Children who buy lunch in public schools are now being served up healthier options, including more fruits and vegetables, as new U.S. Department of Agriculture's National School Lunch Program standards go into effect this year. But it turns out the kids are taking and tossing the healthy stuff.

LIz Neporent
October 09, 2012


CNN/WDIV

Children who buy lunch in public schools are now being served up healthier options, including more fruits and vegetables, as new U.S. Department of Agriculture's National School Lunch Program standards go into effect this year.

The Lake County Florida school district, in the land of sun-kissed oranges, figured they would get a jump start and implemented the new rules last year.

It turns out the kids were taking and tossing. They trashed more than $75,000 worth of produce.

One theory is that many of the kids, having never seen a plant-based food that didn’t come out of a bottle or can, don’t realize they are edible.

Perhaps a more likely explanation is that what's being served is not as appealing as it could be. And in fact, there's evidence that school lunch programs are struggling to meet the new federal health standards (the Healthy, Hunger-Free Kids Act of 2010 requires schools to meet stricter nutritional standards in 2012-2013 to receive extra federal funds for free lunches).

One Detroit teen started a school lunch boycott with a Facebook page stocked with images of the unappetizing dishes being served at his school. And teens in other towns are also organizing boycotts too.

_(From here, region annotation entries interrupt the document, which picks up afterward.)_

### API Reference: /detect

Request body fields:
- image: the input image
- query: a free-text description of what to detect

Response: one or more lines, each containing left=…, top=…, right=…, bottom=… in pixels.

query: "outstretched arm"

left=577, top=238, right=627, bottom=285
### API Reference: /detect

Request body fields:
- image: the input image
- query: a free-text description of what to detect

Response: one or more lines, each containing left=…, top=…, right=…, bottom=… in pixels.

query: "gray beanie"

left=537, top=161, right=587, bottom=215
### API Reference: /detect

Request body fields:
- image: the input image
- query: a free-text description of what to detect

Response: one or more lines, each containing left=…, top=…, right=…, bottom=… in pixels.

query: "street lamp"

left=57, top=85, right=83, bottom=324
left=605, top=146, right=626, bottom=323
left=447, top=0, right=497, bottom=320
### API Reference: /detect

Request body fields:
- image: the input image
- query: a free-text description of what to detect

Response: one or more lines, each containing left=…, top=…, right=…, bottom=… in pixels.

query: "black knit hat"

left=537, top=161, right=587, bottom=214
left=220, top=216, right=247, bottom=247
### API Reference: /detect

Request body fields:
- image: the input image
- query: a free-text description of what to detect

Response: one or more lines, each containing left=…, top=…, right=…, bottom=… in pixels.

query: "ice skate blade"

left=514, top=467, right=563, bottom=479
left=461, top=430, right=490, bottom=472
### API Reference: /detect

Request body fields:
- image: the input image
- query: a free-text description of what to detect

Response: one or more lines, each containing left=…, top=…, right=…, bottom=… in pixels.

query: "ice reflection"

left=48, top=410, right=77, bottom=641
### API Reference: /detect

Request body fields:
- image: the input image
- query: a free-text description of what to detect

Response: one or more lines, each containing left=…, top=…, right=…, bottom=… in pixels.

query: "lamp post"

One of the proposed solutions for decreasing the waste is to install cameras near the trash cans so school officials can figure out what's most likely to get chucked.

This is one idea. You could put the footage on Food Network and call it Trash Can Confessionals. But we suspect students may turn the camera on the lunches themselves and post the video on their favorite social media site, with the all important question: Would adults eat that for lunch? (Or crafty children may just take the food and pitch it in a less electronically monitored waste can.)

Either way, videotaping might not be the best way to reduce food waste and get kids to make better food choices.

Instead, it makes sense to provide healthier meals that are also fresh and appealing and provide more education to parents and kids about healthy eating.

Over time both children and parents will get used to the idea of healthier school lunches and eventually, they’ll become the norm. On this week’s Talk of the Nation, Chef Ann Cooper said the healthy school lunch program she helped create four years ago in various Boulder, Colo. school districts has finally begun to see the initial opposition fade. Participation in the program is steadily creeping upward.

If we stick with the plan and show our support for it--both at school and at home--our children just might get over their nutri-phobia and starting eating better. Nothing will change overnight so we need to be patient. But somewhere down the road, it could make a real difference in the health of the entire nation.